新しい円は、setIntervalという別のタイマー機能を使って定期的に生成される。マウスの現在の位置に、ランダムな色とサイズの新しい円が一定間隔でcreateCircle関数によって作られ、circles配列に追加される。そして、アニメーションループの中で、それぞれの円の透明度が非常に低くなったり、半径が極端に小さくなったりすると、その円はcircles配列から削除される。これにより、画面上の円の数が適切に管理され、常に新しい円が生まれ、古い円が消えていくという流動的なアニメーションが維持される。
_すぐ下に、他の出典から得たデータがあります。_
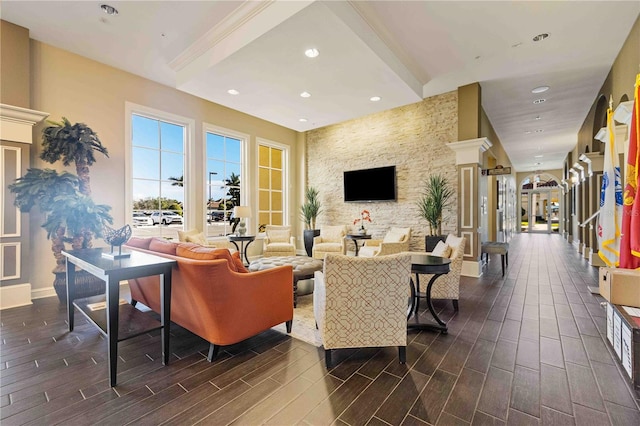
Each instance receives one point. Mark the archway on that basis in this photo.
(541, 204)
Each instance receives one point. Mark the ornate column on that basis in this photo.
(16, 133)
(468, 161)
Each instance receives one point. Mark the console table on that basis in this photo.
(112, 271)
(426, 264)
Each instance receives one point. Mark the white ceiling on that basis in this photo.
(402, 51)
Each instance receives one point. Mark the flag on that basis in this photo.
(630, 239)
(610, 217)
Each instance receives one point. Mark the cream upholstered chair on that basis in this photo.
(278, 241)
(395, 241)
(330, 240)
(362, 302)
(448, 286)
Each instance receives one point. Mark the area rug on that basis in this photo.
(304, 324)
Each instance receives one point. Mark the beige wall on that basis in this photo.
(14, 65)
(83, 90)
(412, 137)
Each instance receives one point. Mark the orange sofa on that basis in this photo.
(213, 295)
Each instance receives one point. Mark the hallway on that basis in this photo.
(526, 349)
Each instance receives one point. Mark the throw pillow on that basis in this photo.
(163, 246)
(393, 237)
(237, 260)
(441, 249)
(196, 238)
(138, 242)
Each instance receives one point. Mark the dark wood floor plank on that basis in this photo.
(494, 399)
(400, 401)
(525, 391)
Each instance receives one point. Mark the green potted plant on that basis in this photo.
(70, 215)
(309, 212)
(437, 196)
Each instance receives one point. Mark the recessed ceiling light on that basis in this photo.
(541, 37)
(539, 89)
(109, 10)
(311, 53)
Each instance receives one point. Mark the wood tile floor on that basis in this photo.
(526, 349)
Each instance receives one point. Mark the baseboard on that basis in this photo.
(471, 268)
(12, 296)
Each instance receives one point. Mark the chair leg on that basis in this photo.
(213, 351)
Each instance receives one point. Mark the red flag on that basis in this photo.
(630, 241)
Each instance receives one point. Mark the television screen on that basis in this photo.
(377, 184)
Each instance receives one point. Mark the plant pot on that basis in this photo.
(86, 285)
(308, 239)
(430, 241)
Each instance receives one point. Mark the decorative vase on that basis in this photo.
(308, 240)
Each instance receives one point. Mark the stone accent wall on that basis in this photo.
(412, 137)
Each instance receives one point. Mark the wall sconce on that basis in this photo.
(587, 161)
(575, 179)
(579, 167)
(623, 112)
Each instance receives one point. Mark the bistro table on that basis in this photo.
(112, 271)
(356, 237)
(422, 263)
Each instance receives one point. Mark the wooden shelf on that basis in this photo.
(132, 322)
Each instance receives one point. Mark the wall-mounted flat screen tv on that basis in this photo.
(378, 184)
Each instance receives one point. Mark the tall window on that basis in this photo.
(271, 184)
(224, 159)
(157, 178)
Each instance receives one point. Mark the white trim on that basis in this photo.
(18, 264)
(471, 268)
(12, 296)
(3, 185)
(463, 206)
(286, 166)
(189, 161)
(244, 139)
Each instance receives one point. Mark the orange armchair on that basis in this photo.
(218, 304)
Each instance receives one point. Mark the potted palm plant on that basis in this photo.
(70, 215)
(309, 212)
(437, 196)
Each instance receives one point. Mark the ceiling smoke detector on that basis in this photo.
(109, 10)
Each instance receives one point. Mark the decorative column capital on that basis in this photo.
(470, 151)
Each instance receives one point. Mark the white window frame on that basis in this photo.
(244, 169)
(189, 161)
(285, 175)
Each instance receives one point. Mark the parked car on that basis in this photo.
(165, 217)
(140, 218)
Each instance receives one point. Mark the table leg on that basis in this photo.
(165, 314)
(113, 296)
(71, 291)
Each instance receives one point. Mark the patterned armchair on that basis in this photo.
(362, 302)
(278, 241)
(395, 241)
(448, 286)
(330, 240)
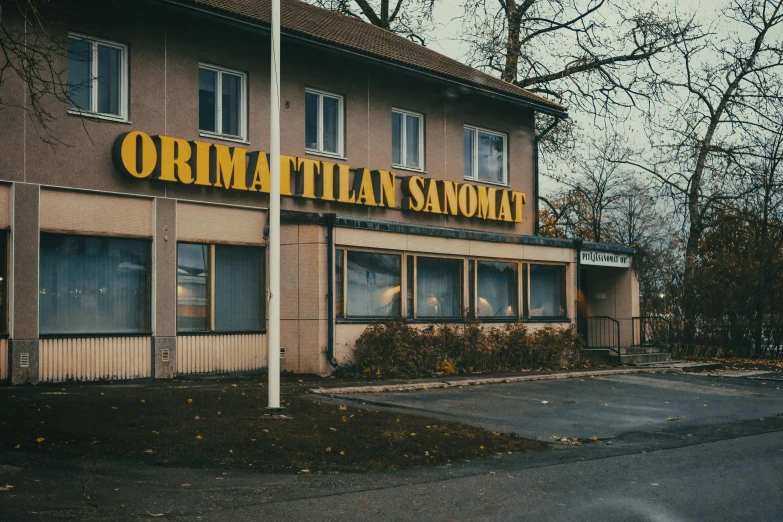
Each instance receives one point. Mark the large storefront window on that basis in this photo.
(372, 282)
(547, 291)
(237, 296)
(93, 285)
(497, 289)
(439, 287)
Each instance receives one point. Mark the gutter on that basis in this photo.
(330, 220)
(321, 44)
(539, 137)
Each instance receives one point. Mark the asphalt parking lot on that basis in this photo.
(669, 448)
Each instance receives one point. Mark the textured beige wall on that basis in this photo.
(93, 213)
(220, 224)
(165, 50)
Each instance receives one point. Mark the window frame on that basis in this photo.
(474, 168)
(150, 290)
(403, 145)
(318, 151)
(124, 93)
(342, 278)
(211, 294)
(243, 105)
(563, 296)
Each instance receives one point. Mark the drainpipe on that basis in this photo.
(536, 139)
(331, 219)
(579, 295)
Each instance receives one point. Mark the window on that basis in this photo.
(438, 287)
(323, 123)
(97, 77)
(547, 291)
(221, 102)
(94, 285)
(497, 289)
(219, 288)
(372, 284)
(3, 281)
(484, 155)
(407, 140)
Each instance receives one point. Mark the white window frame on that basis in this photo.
(218, 133)
(403, 152)
(92, 112)
(320, 130)
(474, 168)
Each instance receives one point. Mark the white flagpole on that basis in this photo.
(274, 218)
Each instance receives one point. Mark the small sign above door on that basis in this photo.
(590, 257)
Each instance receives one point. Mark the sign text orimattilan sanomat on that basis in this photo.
(175, 160)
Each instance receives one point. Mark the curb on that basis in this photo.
(480, 382)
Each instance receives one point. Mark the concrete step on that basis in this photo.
(636, 358)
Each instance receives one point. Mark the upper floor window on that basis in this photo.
(323, 123)
(407, 139)
(97, 77)
(485, 155)
(221, 102)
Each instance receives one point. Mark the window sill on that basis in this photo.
(94, 335)
(311, 152)
(213, 334)
(485, 182)
(223, 137)
(409, 169)
(98, 116)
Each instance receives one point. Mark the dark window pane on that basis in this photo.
(231, 103)
(109, 78)
(331, 124)
(438, 287)
(547, 291)
(79, 74)
(490, 157)
(412, 141)
(192, 287)
(396, 138)
(91, 285)
(339, 266)
(207, 103)
(467, 152)
(238, 288)
(311, 121)
(373, 284)
(497, 289)
(3, 281)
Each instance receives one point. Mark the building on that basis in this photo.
(135, 245)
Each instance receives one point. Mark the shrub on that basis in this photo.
(396, 349)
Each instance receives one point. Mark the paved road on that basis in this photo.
(595, 407)
(719, 462)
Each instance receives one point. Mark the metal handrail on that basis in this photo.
(607, 336)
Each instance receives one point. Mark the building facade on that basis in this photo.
(135, 225)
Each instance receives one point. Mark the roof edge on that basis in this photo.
(321, 43)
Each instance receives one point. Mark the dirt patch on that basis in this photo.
(225, 426)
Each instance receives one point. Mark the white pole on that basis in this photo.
(274, 217)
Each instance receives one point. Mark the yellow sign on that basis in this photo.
(174, 160)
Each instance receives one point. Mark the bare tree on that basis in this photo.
(717, 91)
(594, 55)
(31, 55)
(409, 18)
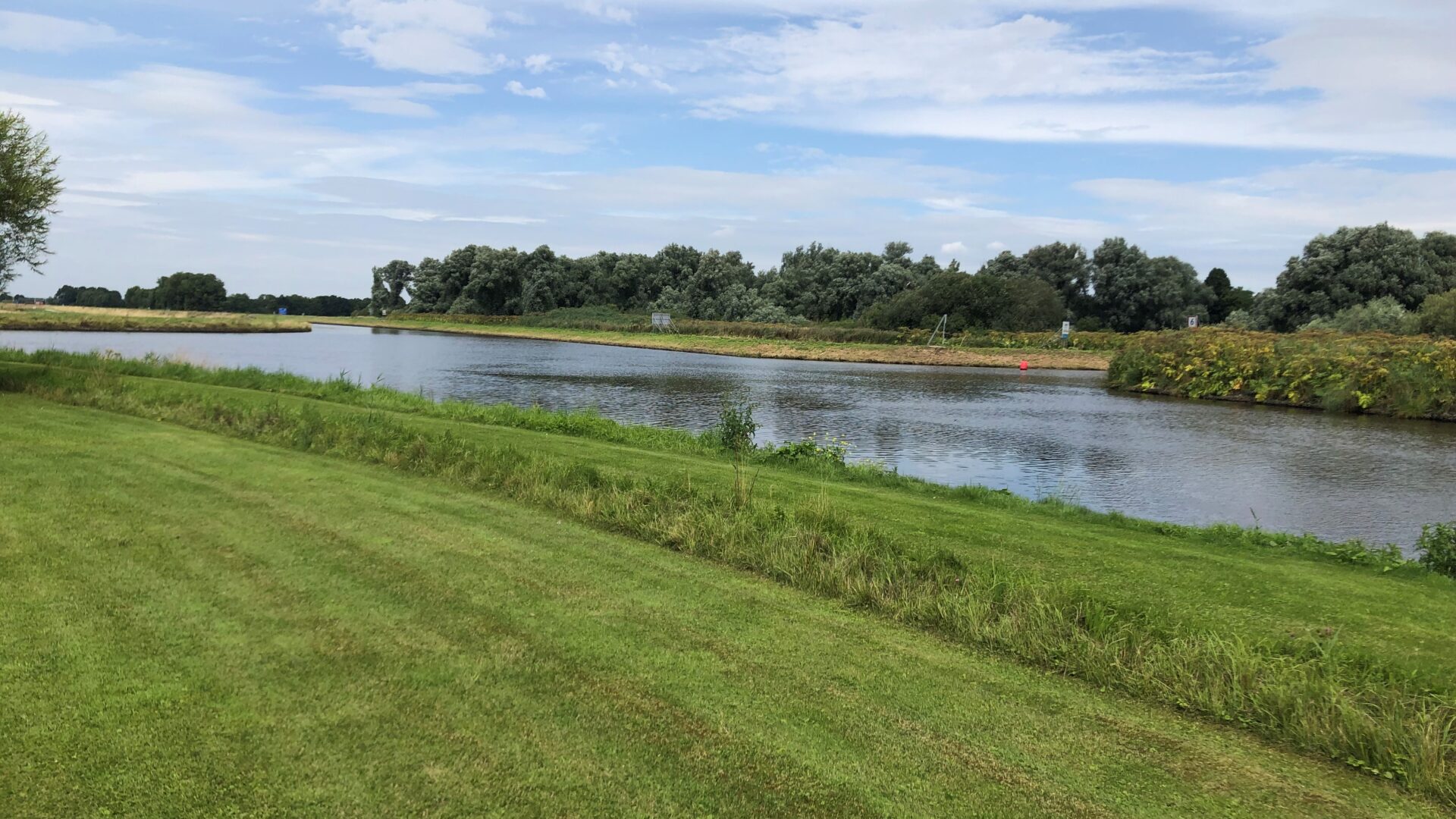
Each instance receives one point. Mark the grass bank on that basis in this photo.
(756, 347)
(120, 319)
(1347, 662)
(1392, 375)
(221, 629)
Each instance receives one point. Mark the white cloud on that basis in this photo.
(22, 31)
(604, 11)
(539, 63)
(430, 37)
(400, 101)
(514, 86)
(1251, 224)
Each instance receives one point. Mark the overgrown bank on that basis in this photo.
(104, 319)
(1332, 659)
(1404, 376)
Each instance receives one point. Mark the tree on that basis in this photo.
(1133, 292)
(28, 193)
(986, 300)
(137, 297)
(1357, 264)
(190, 292)
(389, 286)
(1438, 315)
(1376, 315)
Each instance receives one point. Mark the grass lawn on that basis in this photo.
(766, 347)
(121, 319)
(197, 626)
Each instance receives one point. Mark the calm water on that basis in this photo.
(1037, 433)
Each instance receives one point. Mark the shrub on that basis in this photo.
(1376, 315)
(1438, 547)
(1438, 315)
(1411, 378)
(830, 450)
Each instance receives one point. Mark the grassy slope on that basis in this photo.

このシンプルなCodePenは、システムエンジニアを目指す初心者にとって多くの学びがある。HTML、CSS、JavaScriptがどのように連携してインタラクティブなウェブコンテンツを作り出すかというウェブ開発の基本を理解できる。イベント処理によるユーザーからの入力(マウスの動き)の検知、canvas要素を使ったプログラムによるグラフィック描画、requestAnimationFrameによる効率的なアニメーションループの実現、lerp関数のような数学的アプローチによる滑らかな動きの表現、そしてクラスと配列を使った複数のオブジェクトの管理といった、現代のフロントエンド開発における基礎的な概念やテクニックが凝縮されている。これらを学ぶことは、ユーザーインターフェースの設計と実装、動的なウェブアプリケーションの開発、さらにはゲームやデータビジュアライゼーションといったより高度な分野への第一歩となるだろう。